# Happy Holidays Beamer!



## BeverlyA (Oct 29, 2006)

Loved the beautiful greeting in the Holiday issue of "Our Havanese" from Beamer!

Cooper says he hope's Santa brings Beamer a nice little...elf or something of his very own!

Happy Holidays Ryan, Marija and Beamster!

Beverly


----------



## Beamer (Jan 29, 2007)

Hi Bev!

Glad you liked the greeting card in the mag! I will post it here tomorrow as I have to convert it from pdf to jpg.. 

Ryan


----------



## ama0722 (Nov 28, 2006)

<---- saw the sneak preview and thought it was very sweet of Beamer to send out Holiday Greetings. I think he is trying to be so good that santa brings him a Neezer to call his own!


----------



## DanielBMe (Nov 25, 2007)

huh? What card, what mag?


----------



## Beamer (Jan 29, 2007)

Hahaha, I put an Holiday Greeting (or advertisement) in the 'Our Havanese' magazine... I'm sure you have seen it at my house before? It's a bi-monthly magazine all about Havs........

Ryan


----------



## DanielBMe (Nov 25, 2007)

Nope never saw it. I don't usually snoop around someone's home...unless there's no chance of getting caught ;-)


----------



## marjrc (Jan 13, 2007)

Beverly beat me to it! I saw the 'ad' a couple of days ago. How very, very cool. As soon as I spotted that kooky face and tongue, I knew it had to be our Beamer. :biggrin1: 

Thank you, Ryan and Marija! A Merry Christmas to you and little Beamer too! (((((hugs)))))


----------



## Beamer (Jan 29, 2007)

Ok, here is the Ad I submitted to Our Havanese!


----------



## karlabythec (Nov 9, 2008)

What magazine is this?

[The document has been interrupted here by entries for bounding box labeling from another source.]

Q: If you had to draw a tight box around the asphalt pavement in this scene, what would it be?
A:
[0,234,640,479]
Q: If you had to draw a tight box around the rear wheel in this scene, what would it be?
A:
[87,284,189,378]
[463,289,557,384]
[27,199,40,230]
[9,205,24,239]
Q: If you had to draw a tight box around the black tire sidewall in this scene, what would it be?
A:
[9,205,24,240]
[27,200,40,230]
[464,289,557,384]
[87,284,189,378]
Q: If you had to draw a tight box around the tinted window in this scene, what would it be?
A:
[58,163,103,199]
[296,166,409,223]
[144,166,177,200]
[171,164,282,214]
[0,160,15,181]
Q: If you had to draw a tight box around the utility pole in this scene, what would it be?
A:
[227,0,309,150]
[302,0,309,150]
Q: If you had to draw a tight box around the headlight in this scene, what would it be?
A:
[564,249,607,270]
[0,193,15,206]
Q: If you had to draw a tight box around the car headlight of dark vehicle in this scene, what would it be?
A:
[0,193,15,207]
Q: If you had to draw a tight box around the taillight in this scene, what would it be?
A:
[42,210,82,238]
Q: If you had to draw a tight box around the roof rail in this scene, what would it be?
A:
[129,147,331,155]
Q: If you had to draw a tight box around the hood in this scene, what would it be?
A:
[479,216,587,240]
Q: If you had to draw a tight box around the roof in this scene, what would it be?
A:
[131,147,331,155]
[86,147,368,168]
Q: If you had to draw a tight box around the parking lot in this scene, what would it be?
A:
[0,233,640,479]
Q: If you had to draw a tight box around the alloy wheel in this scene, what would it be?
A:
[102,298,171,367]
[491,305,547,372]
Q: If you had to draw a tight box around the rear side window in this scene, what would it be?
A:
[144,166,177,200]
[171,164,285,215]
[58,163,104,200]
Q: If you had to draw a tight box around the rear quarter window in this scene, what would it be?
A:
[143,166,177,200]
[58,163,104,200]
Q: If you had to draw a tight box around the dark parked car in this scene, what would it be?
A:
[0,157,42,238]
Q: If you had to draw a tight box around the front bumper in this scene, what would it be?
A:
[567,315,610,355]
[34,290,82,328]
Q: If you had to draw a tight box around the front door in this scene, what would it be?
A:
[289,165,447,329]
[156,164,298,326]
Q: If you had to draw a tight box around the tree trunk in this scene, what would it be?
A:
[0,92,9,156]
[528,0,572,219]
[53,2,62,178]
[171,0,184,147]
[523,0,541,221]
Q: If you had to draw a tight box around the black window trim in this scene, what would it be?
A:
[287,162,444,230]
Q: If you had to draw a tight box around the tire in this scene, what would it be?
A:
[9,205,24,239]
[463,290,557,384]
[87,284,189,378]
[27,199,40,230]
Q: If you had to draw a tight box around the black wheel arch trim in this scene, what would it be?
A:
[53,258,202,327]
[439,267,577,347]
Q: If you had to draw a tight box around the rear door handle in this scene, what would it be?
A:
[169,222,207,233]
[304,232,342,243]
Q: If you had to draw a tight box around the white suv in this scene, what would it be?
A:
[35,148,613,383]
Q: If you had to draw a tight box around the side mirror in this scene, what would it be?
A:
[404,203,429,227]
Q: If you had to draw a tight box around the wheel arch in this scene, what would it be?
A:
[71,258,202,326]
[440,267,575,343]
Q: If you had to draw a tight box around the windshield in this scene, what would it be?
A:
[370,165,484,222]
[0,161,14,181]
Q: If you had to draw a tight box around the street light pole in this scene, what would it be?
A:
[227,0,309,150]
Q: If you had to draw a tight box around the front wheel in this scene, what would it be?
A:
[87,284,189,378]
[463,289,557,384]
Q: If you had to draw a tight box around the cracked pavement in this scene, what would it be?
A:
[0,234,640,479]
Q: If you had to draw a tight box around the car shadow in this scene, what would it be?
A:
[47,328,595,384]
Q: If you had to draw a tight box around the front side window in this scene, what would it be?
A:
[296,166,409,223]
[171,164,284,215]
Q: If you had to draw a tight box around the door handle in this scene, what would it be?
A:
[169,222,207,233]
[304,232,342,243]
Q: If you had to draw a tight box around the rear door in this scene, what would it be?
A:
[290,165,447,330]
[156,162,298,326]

I haven't heard of it?


----------



## Beamer (Jan 29, 2007)

Hi Karla,

Its a Havanese only magazine produced by Kathryn Braund.
http://ourhavanese.com/ourhav.html

Ryan


----------



## BeverlyA (Oct 29, 2006)

Isn't that Beamer just the cutest thing ever!?!


----------



## karlabythec (Nov 9, 2008)

Thanks for the link Ryan...
And by the way, what a CUTE ad...Beamer is adorable!


----------



## Mraymo (Oct 30, 2007)

That's a great picture of Beamer. I love the tongue.


----------



## JeanMarie (Mar 2, 2008)

Very cute!!! Beamer is adorable.


----------



## Posh's Mom (Dec 20, 2007)

That was very cool Ryan! I agree with Amanda, I think Santa needs to bring Beamer a bitch of his own.


----------



## Missy (Nov 6, 2006)

How did I miss this? Beamer is so handsome. And that is a great picture Ryan. I agree, time for a play-mate for Beamer.


----------



## marjrc (Jan 13, 2007)

LOL Yeah, doesn't little Beamerboy look like he's "suffering" and needing a female in the worst way??! ound:

Awww... poor Beamer. We sure love him!


----------



## Mijo's Mom (Apr 19, 2007)

LOVE IT!!!

Beamer, you are adorable! 
Happy holidays to you too!!! 
Luv Mijo and Guapo


----------